Dr Lorien NESBITT, Cecil KONIJNENDIJK, Michael MEITNER, Cynthia GIRLING and Stephen SHEPPARD
Institution: University of British Columbia – Canada
About: Lorien Nesbitt is a Postdoctoral Research and Teaching Fellow with a joint appointment in the Faculty of Forestry and the School of Population and Public Health at the University of British Columbia (UBC). Starting in July 2019, Lorien will be an Assistant Professor of Urban Forestry in UBC’s Faculty of Forestry. Her research focuses on urban forestry and socio-ecological interactions in urban environments, with an emphasis on environmental justice, human health and well-being, and climate change. Lorien employs mixed methods approaches, as appropriate to the research project, and has expertise ranging from spatial analysis and machine learning to qualitative interview analysis and survey design.
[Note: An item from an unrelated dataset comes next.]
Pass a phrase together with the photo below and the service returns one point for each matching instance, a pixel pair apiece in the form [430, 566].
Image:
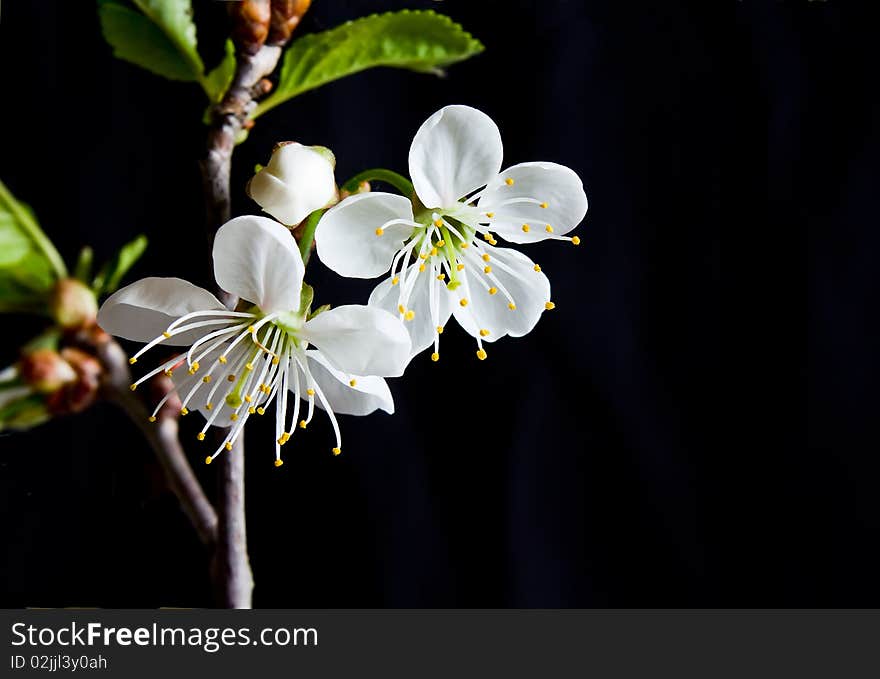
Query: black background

Lorien’s current research examines 1) the relationship between greenness exposure and public health outcomes in urban environments, with a focus on spatio-temporal metrics and new remote sensing data sources; 2) urban forest governance and resilience to social and ecological stresses; and 3) urban green equity in multicultural cities.
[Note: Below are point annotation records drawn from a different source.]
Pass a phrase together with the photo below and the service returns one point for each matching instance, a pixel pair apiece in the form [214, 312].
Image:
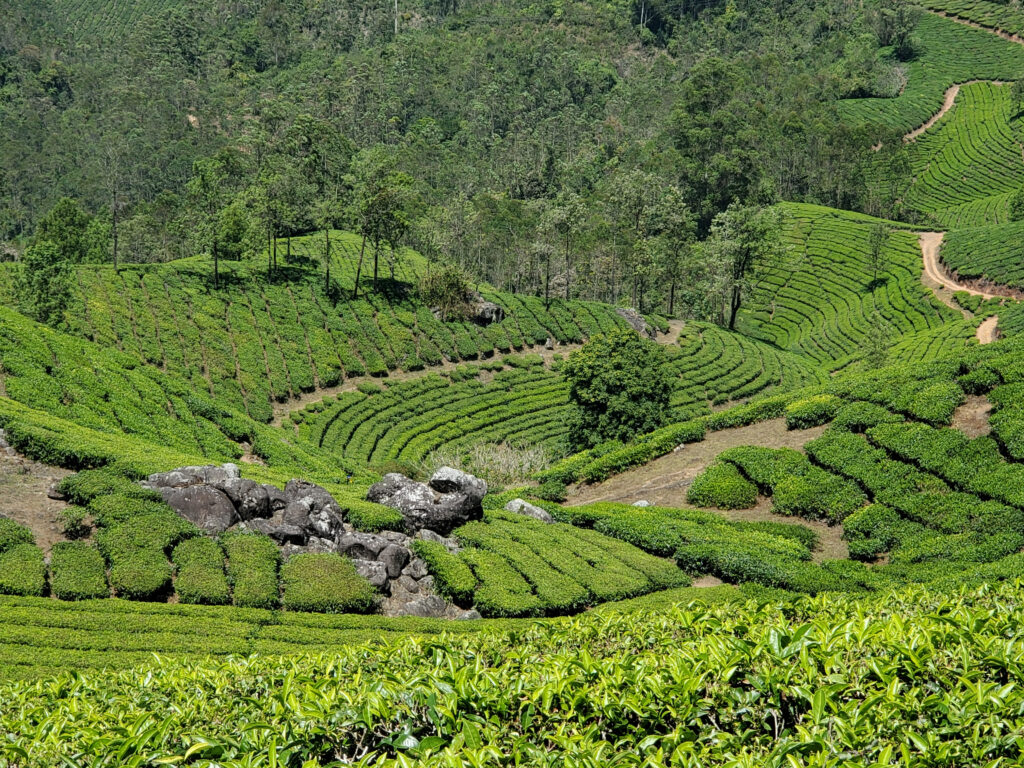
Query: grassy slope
[821, 304]
[948, 53]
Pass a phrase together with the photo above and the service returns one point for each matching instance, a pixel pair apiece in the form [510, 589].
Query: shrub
[860, 416]
[252, 569]
[73, 522]
[78, 571]
[326, 584]
[551, 491]
[23, 571]
[817, 496]
[453, 578]
[201, 579]
[721, 485]
[979, 381]
[812, 412]
[13, 534]
[620, 387]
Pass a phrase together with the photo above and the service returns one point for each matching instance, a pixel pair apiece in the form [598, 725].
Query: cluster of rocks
[304, 517]
[451, 499]
[637, 322]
Keywords: Urban Forests, Nature-based Solutions, Urban Green Equity, Environmental Justice, Sustainability
Urban forests are a key tool to provide nature-based solutions (NBS) to create more liveable cities. Given the importance of NBS to urban residents, it is important to evaluate 1) the distributional equity of urban forests that form part of NBS, and 2) the recognitional equity of processes to co-create and manage NBS at the local level.
This research examined the distributional equity of urban forests in 10 US cities. Urban forests were characterized three ways (mixed vegetation, woody vegetation, and public parks), to reflect the variable NBS associated with different types of urban vegetation. Data were analysed using Spearman’s correlations and spatial autoregressive models. The research also examined the key dimensions of recognitional equity in co-creating NBS via an analysis and synthesis of relevant literature.
Strong positive associations were observed between urban forests, higher education and income across most cities. Negative associations between racialized status and urban forests were observed but were weaker and less common. Park area was more equitably distributed than mixed and woody vegetation, although inequities existed across all cities and vegetation types. Four dimensions of recognitional equity emerged from the analysis that can inform how NBS are designed, planned and operationalized at the local level.
Cities are spaces in which the world’s populations meet and co-create urban forests and NBS. This reality provides opportunities for mutual learning and improved resilience but can also lead to inequity in our access to and governance of NBS. Our findings can stimulate strategies to foster equitable planning and implementation of truly co-created NBS.